Oslo-Stories: Träume – Kritik

Johanne verliebt sich in Johanna. Nur ein Buchstaben trennt die beiden Hauptfiguren in Dag Johan Haugeruds Berlinale-Gewinner Oslo-Stories: Träume. Erzählt wird – meisterlich - die intime Geschichte einer ersten Liebe, die aus der Literatur kommt und wieder in sie zurück fließt.

Oslo-Stories: Träume (Drømmer) ist ein Film über die Liebe und über die Literatur. Johanne ist siebzehn, eine junge Frau, der diese erste Liebe widerfährt und die von dieser ersten Liebe erzählt. Ihre Stimme ist schon dem Blick in die Wolken, die Wolken von Oslo, über die sie ganz zu Beginn nachdenkt, unterlegt.
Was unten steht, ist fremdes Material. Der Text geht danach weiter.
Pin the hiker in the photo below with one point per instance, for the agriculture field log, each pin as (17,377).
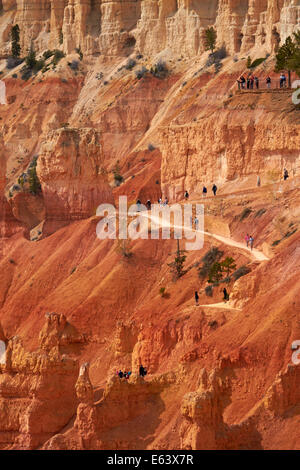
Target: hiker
(247,238)
(226,295)
(282,80)
(251,241)
(251,82)
(242,81)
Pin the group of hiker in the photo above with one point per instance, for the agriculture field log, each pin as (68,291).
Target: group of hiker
(204,191)
(225,296)
(126,375)
(253,81)
(249,241)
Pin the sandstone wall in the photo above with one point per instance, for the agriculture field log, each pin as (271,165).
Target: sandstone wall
(117,27)
(72,177)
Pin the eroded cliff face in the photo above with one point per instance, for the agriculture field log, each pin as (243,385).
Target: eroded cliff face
(236,138)
(167,134)
(73,159)
(37,389)
(150,26)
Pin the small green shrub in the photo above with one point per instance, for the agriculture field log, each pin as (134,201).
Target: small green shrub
(162,291)
(151,147)
(260,212)
(211,256)
(47,54)
(241,271)
(257,62)
(130,64)
(160,69)
(246,212)
(208,291)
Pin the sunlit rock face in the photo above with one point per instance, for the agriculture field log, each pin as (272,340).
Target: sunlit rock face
(117,28)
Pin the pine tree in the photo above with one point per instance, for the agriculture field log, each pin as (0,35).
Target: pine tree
(34,183)
(177,265)
(15,41)
(210,39)
(215,273)
(285,57)
(31,57)
(228,265)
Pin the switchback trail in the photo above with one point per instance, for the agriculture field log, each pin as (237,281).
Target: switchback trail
(256,254)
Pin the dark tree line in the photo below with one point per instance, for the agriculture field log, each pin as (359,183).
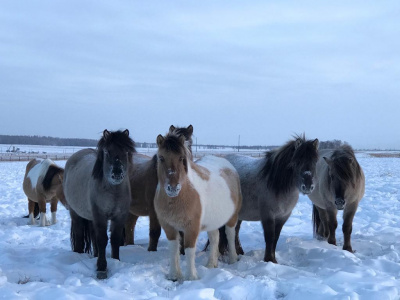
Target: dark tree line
(45,141)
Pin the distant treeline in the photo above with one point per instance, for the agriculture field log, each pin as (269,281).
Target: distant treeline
(45,141)
(52,141)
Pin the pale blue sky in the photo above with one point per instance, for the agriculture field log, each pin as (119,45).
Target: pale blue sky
(261,69)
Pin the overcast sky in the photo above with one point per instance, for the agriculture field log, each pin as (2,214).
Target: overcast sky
(263,70)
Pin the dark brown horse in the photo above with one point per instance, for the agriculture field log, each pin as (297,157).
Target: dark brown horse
(193,197)
(340,186)
(143,179)
(97,189)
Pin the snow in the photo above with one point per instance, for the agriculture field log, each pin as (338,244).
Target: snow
(37,262)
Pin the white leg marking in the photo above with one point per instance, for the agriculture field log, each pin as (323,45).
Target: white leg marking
(191,273)
(31,220)
(43,220)
(53,218)
(174,268)
(230,235)
(213,237)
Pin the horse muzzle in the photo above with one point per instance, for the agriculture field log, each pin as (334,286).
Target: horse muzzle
(340,203)
(172,191)
(306,190)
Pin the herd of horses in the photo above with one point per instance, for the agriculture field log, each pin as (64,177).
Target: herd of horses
(185,196)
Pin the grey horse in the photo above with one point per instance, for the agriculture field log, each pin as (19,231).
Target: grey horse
(97,189)
(340,186)
(271,185)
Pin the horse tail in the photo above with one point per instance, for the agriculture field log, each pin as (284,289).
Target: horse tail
(81,233)
(316,220)
(48,178)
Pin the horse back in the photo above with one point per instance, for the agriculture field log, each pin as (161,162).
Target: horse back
(217,183)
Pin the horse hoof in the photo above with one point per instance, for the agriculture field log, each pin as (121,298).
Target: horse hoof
(101,275)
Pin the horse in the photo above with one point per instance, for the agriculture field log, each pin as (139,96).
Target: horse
(271,186)
(43,183)
(193,197)
(143,180)
(97,189)
(340,186)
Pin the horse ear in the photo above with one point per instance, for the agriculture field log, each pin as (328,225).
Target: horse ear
(97,171)
(190,129)
(160,140)
(298,143)
(328,160)
(106,133)
(316,143)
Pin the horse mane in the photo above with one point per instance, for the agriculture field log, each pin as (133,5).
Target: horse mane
(48,178)
(346,166)
(278,169)
(118,138)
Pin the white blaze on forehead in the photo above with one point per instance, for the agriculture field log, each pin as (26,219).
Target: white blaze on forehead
(39,170)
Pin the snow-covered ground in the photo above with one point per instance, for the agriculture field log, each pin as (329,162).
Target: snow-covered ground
(37,263)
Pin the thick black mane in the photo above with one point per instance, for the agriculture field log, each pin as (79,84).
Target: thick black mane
(118,138)
(48,178)
(278,169)
(345,165)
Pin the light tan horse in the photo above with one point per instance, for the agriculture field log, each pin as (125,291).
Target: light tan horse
(43,183)
(193,197)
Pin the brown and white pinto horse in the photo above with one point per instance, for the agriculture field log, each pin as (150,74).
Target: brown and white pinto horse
(193,197)
(43,183)
(143,179)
Wolkengeboren ist diese Geschichte, aber die Liebe, von der sie erzählt, ist auch angeregt, vorgespurt von der Literatur. Johanne nennt als Erzählerin selbst den Titel des Buchs, “L’esprit de famille”, das sie liest, in dem sie von einer Liebe liest, die sie, in schlagenden Details ganz ähnlich, einholend und wiederholend erlebt und imaginiert.

Dieser Beginn, im Nachhinein, als Bericht über eine Lektüre, ist selbst schon Roman. Johanne wird, wie sich herausstellt, über jene erste Liebe geschrieben, sie also selbst schriftlich in Worte gefasst haben, die ihr widerfahren sein wird. Der Film, als Erzählung, holt das Nachhinein nach und nach ein, eine sehr bewusste, sehr intrikate Konstruktion des Regisseurs und Drehbuchautors Dag Johan Haugerud, der schon Romanautor war, bevor er Filme zu machen begann.

Wolkengeboren

Von 2014 ist sein mittellanger Film Det er meg du vil ha, zu Deutsch: “Mich willst du haben”. Der pseudo-dokumentarische Monolog einer rund vierzigjährigen Frau, die sich in einen ihrer fünfzehnjährigen Schüler verliebt - und mit ihm nun, zehn Jahre danach, zusammenlebt. Nach einer wahren Geschichte, es spricht einzig und man sieht nur die Frau, die aber von einer Schauspielerin dargestellt wird, Andrea Braein Hovig, die in einem andere Teil von Haugeruds Oslo-Trilogie, Kjaerlighet (Liebe), jetzt eine Hauptrolle spielt.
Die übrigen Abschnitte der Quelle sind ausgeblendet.